Something that goes wrong while a program is running is sometimes referred to as an exception from normal behavior. Generally speaking, we distinguish between two types of errors/exceptions. Internal errors, are mistakes in the program itself, such as calling a function with None instead of a list. External errors are usually caused by interactions between the program and the outside world: a user may mis-type a filename, the network might be down, and so on.

When an internal error occurs, the only thing we can do in most cases is report it and halt the program. If a function has been passed None instead of a valid list, for example, the odds are good that one of our data structures is corrupted. We can try to guess what the problem is and take corrective action, but our guess will often be wrong and our attempt to correct the problem might actually make things worse. When an external error occurs on the other hand, we don’t always want the program to stop. If a user mis-types her password, handling the error by prompting her to try again would be friendlier than halting and requiring her to restart the program.

This chapter looks at how we can raise, catch and handle errors. We consider how to write useful error messages, and how to make our programs log those messages along with other useful information as they are running, so that it’s easier to figure out what happened when something goes wrong.

The Zipf’s Law project should now include:

zipf/
├── .gitignore
├── .travis.yml
├── CONDUCT.md
├── CONTRIBUTING.md
├── Makefile
├── requirements.txt
├── bin
│   ├── book_summary.sh
│   ├── collate.py
│   ├── countwords.py
│   ├── plotcounts.py
│   ├── plotparams.yml
│   ├── script_template.py
│   ├── test_zipfs.py
│   └── utilities.py
├── data
│   ├── dracula.txt
│   └── ...
├── results
│   ├── dracula.csv
│   ├── dracula.png
│   └── ...
└── test_data
├── random_words.txt
└── risk.txt

## 12.1 Exceptions

Most modern programming languages use exceptions for error handling. As the name suggests, an exception is a way to represent an exceptional or unusual occurrence that doesn’t fit neatly into the program’s expected operation. The code below uses exceptions to report attempts to divide by zero:

for denom in [-5, 0, 5]:
try:
result = 1/denom
print(f'1/{denom} == {result}')
except:
print(f'Cannot divide by {denom}')
1/-5 == -0.2
Cannot divide by 0
1/5 == 0.2

try/except looks like if/else and works in a similar fashion. If nothing unexpected happens inside the try block, the except block isn’t run (Figure 12.1). If something goes wrong inside the try, on the other hand, the program jumps immediately to the except. This is why the print statement inside the try doesn’t run when denom is 0: as soon as Python tries to calculate 1/denom, it skips directly to the code under except.

We often want to know exactly what went wrong, so Python and other languages store information about the error in an object (which is also called an exception).
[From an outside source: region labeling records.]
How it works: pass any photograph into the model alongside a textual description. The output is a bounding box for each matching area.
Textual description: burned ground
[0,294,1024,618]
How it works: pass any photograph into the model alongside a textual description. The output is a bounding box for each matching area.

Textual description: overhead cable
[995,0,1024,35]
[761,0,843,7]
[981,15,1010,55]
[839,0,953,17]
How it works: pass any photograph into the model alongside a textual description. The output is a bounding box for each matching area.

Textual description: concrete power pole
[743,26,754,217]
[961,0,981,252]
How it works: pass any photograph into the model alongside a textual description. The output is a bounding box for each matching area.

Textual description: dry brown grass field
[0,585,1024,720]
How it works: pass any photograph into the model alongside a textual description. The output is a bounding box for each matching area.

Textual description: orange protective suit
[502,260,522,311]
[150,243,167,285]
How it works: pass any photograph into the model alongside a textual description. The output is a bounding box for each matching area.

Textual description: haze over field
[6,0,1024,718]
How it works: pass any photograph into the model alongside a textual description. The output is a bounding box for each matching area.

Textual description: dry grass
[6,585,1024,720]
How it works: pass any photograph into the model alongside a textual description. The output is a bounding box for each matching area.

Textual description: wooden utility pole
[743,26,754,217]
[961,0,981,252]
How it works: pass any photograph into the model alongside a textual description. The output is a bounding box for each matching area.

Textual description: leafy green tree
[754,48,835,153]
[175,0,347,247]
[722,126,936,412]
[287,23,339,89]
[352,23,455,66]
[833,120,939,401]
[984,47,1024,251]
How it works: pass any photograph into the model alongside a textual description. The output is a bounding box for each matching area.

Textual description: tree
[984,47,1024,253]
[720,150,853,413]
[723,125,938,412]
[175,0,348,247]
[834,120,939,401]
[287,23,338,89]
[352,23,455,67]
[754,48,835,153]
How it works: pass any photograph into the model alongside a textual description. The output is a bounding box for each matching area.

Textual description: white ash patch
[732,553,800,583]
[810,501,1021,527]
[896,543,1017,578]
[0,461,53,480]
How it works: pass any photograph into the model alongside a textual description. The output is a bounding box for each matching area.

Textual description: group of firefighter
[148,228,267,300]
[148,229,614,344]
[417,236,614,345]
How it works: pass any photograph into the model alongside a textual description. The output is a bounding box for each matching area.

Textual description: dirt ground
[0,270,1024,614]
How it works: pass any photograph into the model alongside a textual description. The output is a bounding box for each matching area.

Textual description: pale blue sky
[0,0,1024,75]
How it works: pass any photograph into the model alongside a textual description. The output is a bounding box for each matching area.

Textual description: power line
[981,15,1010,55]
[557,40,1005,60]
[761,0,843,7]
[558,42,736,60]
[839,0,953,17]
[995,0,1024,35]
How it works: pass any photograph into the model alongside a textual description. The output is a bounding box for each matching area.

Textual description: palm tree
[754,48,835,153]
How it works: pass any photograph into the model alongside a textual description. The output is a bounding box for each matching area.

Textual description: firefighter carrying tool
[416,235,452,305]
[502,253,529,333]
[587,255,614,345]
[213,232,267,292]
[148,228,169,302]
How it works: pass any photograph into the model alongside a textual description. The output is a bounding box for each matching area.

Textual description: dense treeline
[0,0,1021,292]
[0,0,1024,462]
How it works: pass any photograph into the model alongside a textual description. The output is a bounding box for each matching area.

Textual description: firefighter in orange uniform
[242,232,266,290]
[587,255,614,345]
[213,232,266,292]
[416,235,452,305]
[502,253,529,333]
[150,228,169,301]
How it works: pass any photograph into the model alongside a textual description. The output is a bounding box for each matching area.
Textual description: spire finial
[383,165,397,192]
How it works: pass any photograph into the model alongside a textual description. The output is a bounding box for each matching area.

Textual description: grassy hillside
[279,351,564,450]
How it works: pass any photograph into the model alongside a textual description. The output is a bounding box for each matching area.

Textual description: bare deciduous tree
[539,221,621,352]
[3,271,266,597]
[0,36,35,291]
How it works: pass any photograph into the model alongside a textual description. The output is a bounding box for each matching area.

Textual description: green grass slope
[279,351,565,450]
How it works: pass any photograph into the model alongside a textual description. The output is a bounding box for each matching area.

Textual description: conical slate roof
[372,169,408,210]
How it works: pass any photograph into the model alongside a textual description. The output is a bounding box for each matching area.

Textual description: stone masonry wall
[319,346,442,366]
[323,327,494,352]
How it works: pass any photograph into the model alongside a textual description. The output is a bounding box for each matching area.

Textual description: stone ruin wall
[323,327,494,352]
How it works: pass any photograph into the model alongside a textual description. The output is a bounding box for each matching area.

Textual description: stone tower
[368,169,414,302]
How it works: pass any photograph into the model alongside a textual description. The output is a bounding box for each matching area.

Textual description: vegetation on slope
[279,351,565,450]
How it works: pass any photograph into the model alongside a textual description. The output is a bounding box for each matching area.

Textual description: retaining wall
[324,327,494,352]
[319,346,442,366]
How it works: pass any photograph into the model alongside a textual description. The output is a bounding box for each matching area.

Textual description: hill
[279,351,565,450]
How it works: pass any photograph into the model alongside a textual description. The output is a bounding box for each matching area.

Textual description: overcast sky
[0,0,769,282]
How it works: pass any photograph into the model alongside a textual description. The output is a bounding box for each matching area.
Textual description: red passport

We can catch an exception and inspect it as follows:

for denom in [-5, 0, 5]:
try:
result = 1/denom
print(f'1/{denom} == {result}')
except Exception as error:
print(f'{denom} has no reciprocal: {error}')
1/-5 == -0.2
0 has no reciprocal: division by zero
1/5 == 0.2

We can use any variable name we like instead of error; Python will assign the exception object to that variable so that we can do things with it in the except block.
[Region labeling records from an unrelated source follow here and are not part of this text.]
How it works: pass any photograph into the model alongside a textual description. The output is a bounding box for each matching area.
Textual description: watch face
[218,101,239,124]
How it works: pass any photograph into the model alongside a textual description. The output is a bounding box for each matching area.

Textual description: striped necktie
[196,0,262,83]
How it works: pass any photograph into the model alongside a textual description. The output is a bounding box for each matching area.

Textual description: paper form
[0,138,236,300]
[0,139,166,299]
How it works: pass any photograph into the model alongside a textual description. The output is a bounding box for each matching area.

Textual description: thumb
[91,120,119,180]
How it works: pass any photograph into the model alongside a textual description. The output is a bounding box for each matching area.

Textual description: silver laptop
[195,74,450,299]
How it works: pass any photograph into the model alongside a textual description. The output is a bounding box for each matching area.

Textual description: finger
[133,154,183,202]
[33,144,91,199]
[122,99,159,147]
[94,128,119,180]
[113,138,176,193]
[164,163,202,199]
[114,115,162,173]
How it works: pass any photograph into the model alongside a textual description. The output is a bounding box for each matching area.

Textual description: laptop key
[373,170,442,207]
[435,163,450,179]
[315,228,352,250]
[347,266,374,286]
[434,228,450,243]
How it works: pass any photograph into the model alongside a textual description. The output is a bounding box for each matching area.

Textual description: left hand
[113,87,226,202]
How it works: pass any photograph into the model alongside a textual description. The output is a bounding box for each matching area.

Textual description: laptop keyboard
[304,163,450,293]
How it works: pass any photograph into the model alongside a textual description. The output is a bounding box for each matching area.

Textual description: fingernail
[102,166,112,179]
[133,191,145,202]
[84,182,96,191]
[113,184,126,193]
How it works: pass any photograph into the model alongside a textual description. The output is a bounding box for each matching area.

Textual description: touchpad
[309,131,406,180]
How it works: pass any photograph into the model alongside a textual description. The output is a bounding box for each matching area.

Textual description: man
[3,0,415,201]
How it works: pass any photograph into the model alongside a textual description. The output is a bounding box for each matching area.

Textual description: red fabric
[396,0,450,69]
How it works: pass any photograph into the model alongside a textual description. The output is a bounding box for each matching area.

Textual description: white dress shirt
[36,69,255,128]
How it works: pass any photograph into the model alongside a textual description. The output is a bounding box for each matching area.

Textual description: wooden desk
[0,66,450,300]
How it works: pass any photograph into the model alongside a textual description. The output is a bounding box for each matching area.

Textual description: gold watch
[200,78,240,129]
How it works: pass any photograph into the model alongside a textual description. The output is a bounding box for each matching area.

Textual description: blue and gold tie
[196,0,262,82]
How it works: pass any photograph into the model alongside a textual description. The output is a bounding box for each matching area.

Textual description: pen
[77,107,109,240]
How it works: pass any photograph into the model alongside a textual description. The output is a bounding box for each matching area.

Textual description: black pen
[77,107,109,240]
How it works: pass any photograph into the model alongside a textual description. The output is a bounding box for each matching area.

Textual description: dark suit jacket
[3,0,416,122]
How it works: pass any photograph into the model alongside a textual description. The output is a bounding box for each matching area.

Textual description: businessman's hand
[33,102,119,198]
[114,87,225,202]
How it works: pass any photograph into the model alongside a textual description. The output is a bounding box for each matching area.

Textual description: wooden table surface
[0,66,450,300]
Python also allows us to specify what kind of exception we want to catch. For example, we can write code to handle out-of-range indexing and division by zero separately:

numbers = [-5, 0, 5]
for i in [0, 1, 2, 3]:
try:
denom = numbers[i]
result = 1/denom
print(f'1/{denom} == {result}')
except IndexError as error:
print(f'index {i} out of range')
except ZeroDivisionError as error:
print(f'{denom} has no reciprocal: {error}')
1/-5 == -0.2
0 has no reciprocal: division by zero
1/5 == 0.2
index 3 out of range

Exceptions are organized in a hierarchy: for example, FloatingPointError, OverflowError, and ZeroDivisionError are all special cases of ArithmeticError, so an except that catches the latter will catch all three of the former, but an except that catches an OverflowError won’t catch a ZeroDivisionError. The Python documentation describes all of the built-in exception types; in practice, the ones that people handle most often are:

• ArithmeticError: something has gone wrong in a calculation.
• IndexError and KeyError: something has gone wrong indexing a list or lookup something up in a dictionary.
• OSError: thrown when a file is not found, the program doesn’t have permission to read it, and so on.

So where do exceptions come from? The answer is that programmers can raise them explicitly:

for number in [1, 0, -1]:
try:
if number < 0:
raise ValueError(f'no negatives: {number}')
print(number)
except ValueError as error:
print(f'exception: {error}')
1
0
exception: no negatives: -1

We can define our own exception types, and many libraries do, but the built-in types are enough to cover common cases.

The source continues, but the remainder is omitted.